La cuenta resulta sencilla: en la provincia donde vivo —Granma—, que es la segunda mejor del país en la recaudación de dinero derivado de los equipos repartidos a la población a raíz de ese giro eléctrico, los núcleos familiares morosos deben todavía en su conjunto ¡78 millones de pesos!
Y ese territorio oriental, «está al 93,5 por ciento en la tarea», como dicen los medidores de porcentajes. Si otras 12 provincias andan por detrás… ¡cuánto caudal en este país anda aún esquivo, resbalado o fugitivo de las arcas estatales!
No se trata de millones de pesos evadidos hace poco. La «revuelta» que cambió o concedió ollas, cocinas, refrigeradores y otros electrodomésticos se concretó varios años atrás, aunque todavía —creo— no ha terminado.

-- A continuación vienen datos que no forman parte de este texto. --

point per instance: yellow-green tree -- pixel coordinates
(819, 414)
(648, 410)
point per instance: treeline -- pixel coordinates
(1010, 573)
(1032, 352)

Que sea un asunto viejo, conocido, llevado y traído en mil reuniones, nos revela esos aires paternalistas que acostumbraron a millares de compatriotas a un «dame-dame» nocivo y exagerado.
Que en estas fechas todavía queden por cobrar equipos repartidos hace rato descubre también fallas en los sistemas impositivos y en otros eslabones de la cadena que algunos suponían «engrasada».
Ahora se ha hablado, por eso, de medidas de coerción que ayuden a paliar un poco los gastos colosales realizados por el país para adquirir tales equipos. Algunas de esas disposiciones llegan hasta el embargo salarial.
Quizá deban aplaudirse tales instrucciones. Sin embargo, el asunto de los «sin pagar» rebasa con mucho lo económico. Cae, incluso, en ese terreno que a algunos, por la reiteración sin mesura, les sabe a teque: la conciencia.
La conciencia genera actitudes y modos de hacer. Es, como decía el poeta latino Horacio, como un vaso: si no está limpio ensuciará todo cuanto se eche en él.
¿Cómo es posible que una persona que antes se tiznaba o engrasaba para preparar el guiso diario, o que se desvelaba por el rugido de su ventilador-león haya borrado tiempos pasados y se escabulla de un pago con facilidades? ¿Cómo es posible que no se sienta un mínimo de gratitud y de obligación por una medida a todas luces bondadosa, buscadora del mejoramiento de vida?
En la respuesta a esas preguntas uno encuentra filos que cortan tremendamente y hacen sangrar. Porque se supone que después de estos 50 años de metamorfosis, la conciencia de miles no necesite ablandarse en una olla. Se supone que apenas sean cuatro gatos los que evadan el fisco, por desvergüenza y falta de compromiso.
Pero cuando los números superan cualquier cálculo previsto, hay que revisar el fuego que ha de atizar el pensamiento colectivo para cualquier empeño. Ese fuego no puede ser tan lento que genere frío, ni tan crudo que llegue a quemarnos la conciencia, porque con esta se achicharrarían también cuerpo y alma, y no precisamente en la hoguera.